On 21st April the students of PGDCAM and BHMCT culminated a week long research and culinary practice exercise and came up with a fairly elaborate menu selection that represented not only pastries around the world, but a demonstration of their learning in terms of bakery techniques but also a variety of deserts for the target audience to sample.
The pastries prepared were from different countries namely, US, UK, Germany, India, Mexico, Switzerland, Middle East and France and were arranged on display. The students of PGDCAM, BHMCT (2nd, 4th and 6th Sem) and MHMCT (2nd Sem) extended their help in setting up the venue and display of pastries.
While the main event was driven as an experiential learning exercise and linked to HFP7009 Advanced Bakery and Pastry, it also provided an opportunity for the MHMCT students to engage in an event planning activity linked to MHM1010 Advanced Food Production.
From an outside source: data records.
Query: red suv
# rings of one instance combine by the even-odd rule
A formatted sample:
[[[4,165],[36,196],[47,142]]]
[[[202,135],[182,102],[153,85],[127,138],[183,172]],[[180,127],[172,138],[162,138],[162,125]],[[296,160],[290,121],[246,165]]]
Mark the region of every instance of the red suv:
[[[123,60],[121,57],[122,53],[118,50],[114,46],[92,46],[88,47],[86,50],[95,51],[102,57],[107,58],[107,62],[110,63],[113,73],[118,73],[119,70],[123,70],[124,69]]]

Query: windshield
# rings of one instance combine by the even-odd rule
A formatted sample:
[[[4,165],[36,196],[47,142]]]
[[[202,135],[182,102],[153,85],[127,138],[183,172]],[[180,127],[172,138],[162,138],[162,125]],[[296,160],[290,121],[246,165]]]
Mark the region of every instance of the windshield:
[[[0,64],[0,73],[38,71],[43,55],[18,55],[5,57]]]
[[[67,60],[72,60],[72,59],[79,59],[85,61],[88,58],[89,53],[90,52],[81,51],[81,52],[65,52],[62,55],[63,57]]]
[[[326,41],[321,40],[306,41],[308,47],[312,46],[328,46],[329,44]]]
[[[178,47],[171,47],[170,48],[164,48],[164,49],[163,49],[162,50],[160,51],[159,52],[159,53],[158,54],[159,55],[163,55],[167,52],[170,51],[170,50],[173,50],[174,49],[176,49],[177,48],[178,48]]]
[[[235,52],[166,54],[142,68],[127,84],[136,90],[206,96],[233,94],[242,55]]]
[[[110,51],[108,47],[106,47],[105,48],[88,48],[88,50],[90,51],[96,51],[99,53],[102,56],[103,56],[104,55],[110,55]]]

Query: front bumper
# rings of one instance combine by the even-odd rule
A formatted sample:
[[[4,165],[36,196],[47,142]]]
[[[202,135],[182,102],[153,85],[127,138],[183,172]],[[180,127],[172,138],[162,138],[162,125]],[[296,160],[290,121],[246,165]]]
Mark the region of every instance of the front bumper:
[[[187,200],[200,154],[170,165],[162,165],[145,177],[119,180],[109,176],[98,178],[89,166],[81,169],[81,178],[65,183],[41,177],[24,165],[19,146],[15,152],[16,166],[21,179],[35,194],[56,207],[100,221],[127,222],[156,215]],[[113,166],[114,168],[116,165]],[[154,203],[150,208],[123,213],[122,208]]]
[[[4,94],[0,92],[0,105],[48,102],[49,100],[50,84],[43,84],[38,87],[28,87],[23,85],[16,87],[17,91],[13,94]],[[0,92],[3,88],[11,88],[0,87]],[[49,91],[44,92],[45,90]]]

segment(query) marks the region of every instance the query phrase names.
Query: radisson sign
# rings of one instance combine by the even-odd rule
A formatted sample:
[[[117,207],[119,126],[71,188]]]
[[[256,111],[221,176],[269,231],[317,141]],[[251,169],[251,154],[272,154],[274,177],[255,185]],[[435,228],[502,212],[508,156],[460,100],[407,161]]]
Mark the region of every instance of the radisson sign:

The Refreshment Menu at the LCB restaurant was hosted by MHM1010 (Culinary) and HFB3003 (sem4 students of BHMCT in service).
The occasion was graced by Chef D Kumar, VP Culinary Operations for Le Meriden Hotel along with Chef S Bhandari, Chef S Ghatak, Chef A Oberoi, Chef R Anand. The inaugural event and ribbon cutting ceremony was presided over by Honourable Vice Chancellor, Prof (Dr) Tabrez Ahmad, Registrar, and in attendance was Prof (Dr) D. Parihar along with Chef D Kumar, guest of honour and the Industry Chefs in attendance.